Faced with this looming credibility crisis, we not only urgently need “enhanced validation systems” (Novy-Marx & Velikov, 2026, pp. 8 and 24), such as for construct validation (Cornelissen et al., 2026), but we also must draw a hard line. Instead of letting our theory building be hacked by AI, we need to be more discerning regarding what theory building is, cherish and protect what strong theorizing consists of, and maintain high standards for how our theories (including constructs and mechanisms) can be independently validated. We should outright reject the claim that theory building is nothing more and nothing less than machine generating some supporting arguments or stand-alone stories (as a necessary but redundant inference to theory) that, based on statistical algorithms, appear to sufficiently fit the data. Strong theorizing, rather, involves probing any theoretical inferences directly and assessing the extent to which, based on our ongoing inquiries and interventions in the real world, evidential support accrues to a particular inference in how it explains, in a particularly satisfying way, data about a real-world phenomenon.

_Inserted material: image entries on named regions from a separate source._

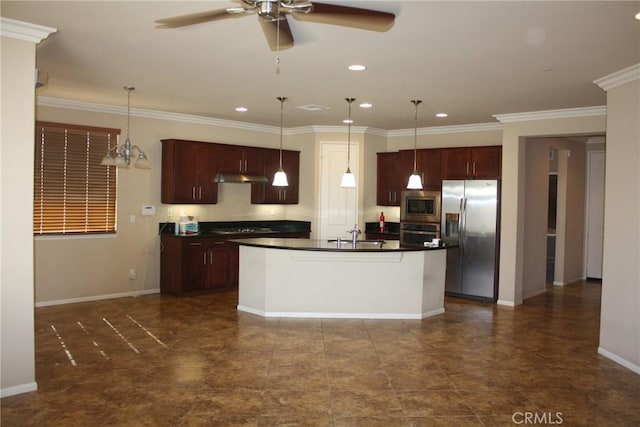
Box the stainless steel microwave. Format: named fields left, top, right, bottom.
left=400, top=190, right=441, bottom=224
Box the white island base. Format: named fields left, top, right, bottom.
left=238, top=244, right=447, bottom=319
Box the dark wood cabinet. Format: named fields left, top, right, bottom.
left=160, top=235, right=238, bottom=295
left=161, top=139, right=221, bottom=204
left=399, top=148, right=442, bottom=190
left=251, top=149, right=300, bottom=204
left=219, top=145, right=263, bottom=175
left=160, top=231, right=309, bottom=296
left=442, top=146, right=502, bottom=179
left=376, top=152, right=402, bottom=206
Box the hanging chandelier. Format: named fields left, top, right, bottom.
left=271, top=96, right=289, bottom=187
left=407, top=99, right=422, bottom=190
left=100, top=86, right=151, bottom=169
left=340, top=98, right=356, bottom=188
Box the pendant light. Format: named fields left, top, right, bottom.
left=100, top=86, right=151, bottom=169
left=407, top=99, right=422, bottom=190
left=271, top=96, right=289, bottom=187
left=340, top=98, right=356, bottom=188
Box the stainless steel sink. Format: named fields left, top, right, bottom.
left=328, top=239, right=386, bottom=247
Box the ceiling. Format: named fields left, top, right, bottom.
left=1, top=0, right=640, bottom=130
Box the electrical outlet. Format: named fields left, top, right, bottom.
left=140, top=205, right=156, bottom=216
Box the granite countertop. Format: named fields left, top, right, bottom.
left=159, top=220, right=311, bottom=238
left=232, top=237, right=448, bottom=252
left=364, top=222, right=400, bottom=237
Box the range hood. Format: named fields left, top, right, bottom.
left=213, top=173, right=269, bottom=184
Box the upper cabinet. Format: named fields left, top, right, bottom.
left=251, top=149, right=300, bottom=205
left=400, top=148, right=442, bottom=190
left=161, top=139, right=300, bottom=204
left=161, top=139, right=221, bottom=204
left=442, top=146, right=502, bottom=179
left=220, top=145, right=264, bottom=175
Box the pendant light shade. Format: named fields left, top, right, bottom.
left=100, top=86, right=151, bottom=169
left=407, top=99, right=422, bottom=190
left=271, top=96, right=289, bottom=187
left=340, top=98, right=356, bottom=188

The reason for standing our ground is not only the scale of things with AI (although think for a moment of the 380 papers that Novy-Marx and Velikov (2026) machine generated in a day) and the massive credibility crisis it will cause. Something even more fundamental, existential even, for management and organizational research is at stake. If we take the bait and start using these AI tools, we are not actually “optimizing” our current ways of theory building. We are conned into believing that this is the case. Instead, we are drawn into an analogous knowledge-production system that redefines the nature of theory building in its own computational terms, commodifying in the process what we understand theory to be as well as how we build or “produce” it. Its inevitable outcome will be a sea of sameness in theoretical contributions, with theory, reduced to linguistic tokens, being abundant and superfluous and no longer a distinct and differentiating element by which to judge a paper’s quality or contributions. In fact, the differentiating value of theory and of theorizing as a distinct practice or process will have been extracted from it to make it amenable to a computational form of social science and befitting a system of mass knowledge production. This commodification of theory, eroding its intrinsic value, is the ultimate price that we will pay when we buy into the presumptions of AI-augmented theory building and one that, now that we still have a chance, we should avoid at all costs.